Benjamin Van Voorhees
University of Illinois, USA
Benjamin Van Voorhees, MD, MPH, is currently an Assistant Professor and the Interim Head of the Department of Pediatrics at the University of Illinois at Chicago Children’s Hospital. He received his BA in History from Dartmouth College, his Doctor of Medicine from Vanderbilt University, and his Master of Public Health from Johns Hopkins. He completed a Combined Internal Medicine-Pediatrics Residency at Vanderbilt University Hospital and a General Internal Medicine Fellowship at Johns Hopkins. He has received several grants ongoing research support (RDJF, NIMH, NARSAD, CMS, and CDC since 2002)—two will take special notice: (1) From NIH he has an R01 for Primary Care Internet-Based Depression Prevention for Adolescents (CATCH-IT) from 1/15/11-5/31/16. This a randomized clinical trial to determine if a primary care internet-based depression prevention intervention (CATCH-IT 2R) can build resiliency and protect adolescents (ages 13-17) against depression and strengthen their ability to attain their life goals. In 2014 his CMS grant, University of Illinois CHECK (Coordination of HEalthcare for Complex Kids) grant from 09/01/2014 - 08/31/2017 received total funding of $19,581,403. CHECK seeks to provide comprehensive, highly-innovative community-based care to 6000 children and young adults enrolled in Medicaid in Cook County, Illinois. CHECK is designed to improve care for populations with specialized needs, with a focus on the specific priority area of high-cost pediatric and young adult populations.

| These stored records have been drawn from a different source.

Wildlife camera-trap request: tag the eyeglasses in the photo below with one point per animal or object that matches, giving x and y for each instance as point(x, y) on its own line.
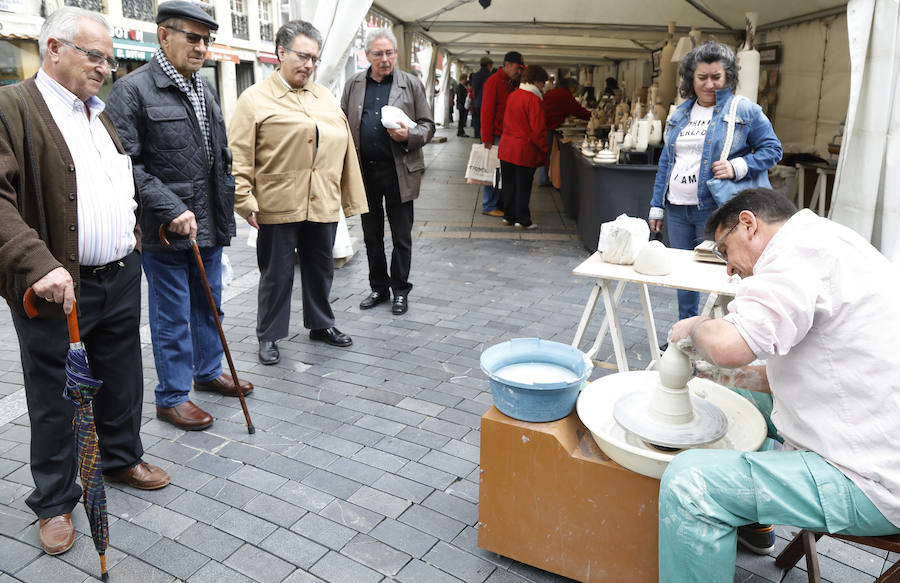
point(195, 38)
point(377, 55)
point(724, 256)
point(95, 57)
point(304, 57)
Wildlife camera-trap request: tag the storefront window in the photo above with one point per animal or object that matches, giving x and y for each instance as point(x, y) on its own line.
point(139, 9)
point(266, 26)
point(239, 21)
point(19, 59)
point(93, 5)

Efforts to prevent depression have become a key health system priority. Currently, there is a high prevalence of depression among adolescents, and treatment has become costly due to the recurrence patterns of the illness, impairment among patients, and the complex factors needed for a treatment to be effective. Primary care may be the optimal location to identify those at risk by offering an internet-based preventive intervention to reduce costs and improve outcomes. Few practical interventions have been developed. The models for Internet intervention development that have been put forward focus primarily on the Internet component rather than how the program fits within a broader context. This paper describes the conceptualization for developing technology based preventive models for primary care by integrating the components within a behavioral vaccine framework. CATCH-IT (Competent Adulthood Transition with Cognitive-behavioral, Humanistic and Interpersonal Training) has been developed and successfully implemented within various health systems over a period of 14 years among adolescents and young adults ages 13-24. We describe more than a decade of technology development, clinical trials and investigations into mechanisms of action for this “technology based behavioral vaccines”.